Walt Lee was an editorial artist for the Illustrated Daily News, and he also drew comics at various times. Among his best known comic strips is 'Dudley Dudd', who he drew for the Daily News from 1923 to 1939. In 1942, he joined the L.A. Times and remained there as a cartoonist for the next 23 years.
His daughter, Dorothy Lamb, wrote to Lambiek:
"I was born Dorothy Alice Lee on August 16, 1924. At that time my Dad worked at the Illustrated Daily News in L.A., Ca. It is true he drew comics at various times, but essentially he was an editorial artist - doing brush work and taking the moles off of celebrities!!! He always had a laugh about these. Later he was promoted (see below) and he also worked about 23 years for the L.A. Times.
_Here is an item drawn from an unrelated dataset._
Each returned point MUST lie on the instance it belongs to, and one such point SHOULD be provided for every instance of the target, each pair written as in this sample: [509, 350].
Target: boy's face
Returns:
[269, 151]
Cornelius Vanderbilt, Jr. published the News among other papers. There were various Managing Editors. In 1925 the ME was Fredric North Shorey. I have a note in my possession stating signed by Mr. Shorey, which states "October 28, 1925: Bulletin: On and after this date, Mr. Walt Lee will be in charge of all Art features in the Illustrated Daily News, which will include both Rotogravure, Daily and Sunday News and special illustrations." My Dad was still in this post in 1935. (I have a picture of him with some of the other artists, taken at the paper.)
Walt led a somewhat interesting life. He originated more than one comic strip (but I do not think he ever drew 'Slim Jim'). Dudley Dud was the strip which got the most attention. He was drawing this one when I was born. Another strip, called 'The Inky Ginks' didn't make it into publication but I and other family members have some originals, which we treasure. It was a very funny strip and the balloons were all in rhyme, done by a lady reporter on the News. Their collaboration led to a life-long friendship. He and my mother were married from 1923 until her death in 1971."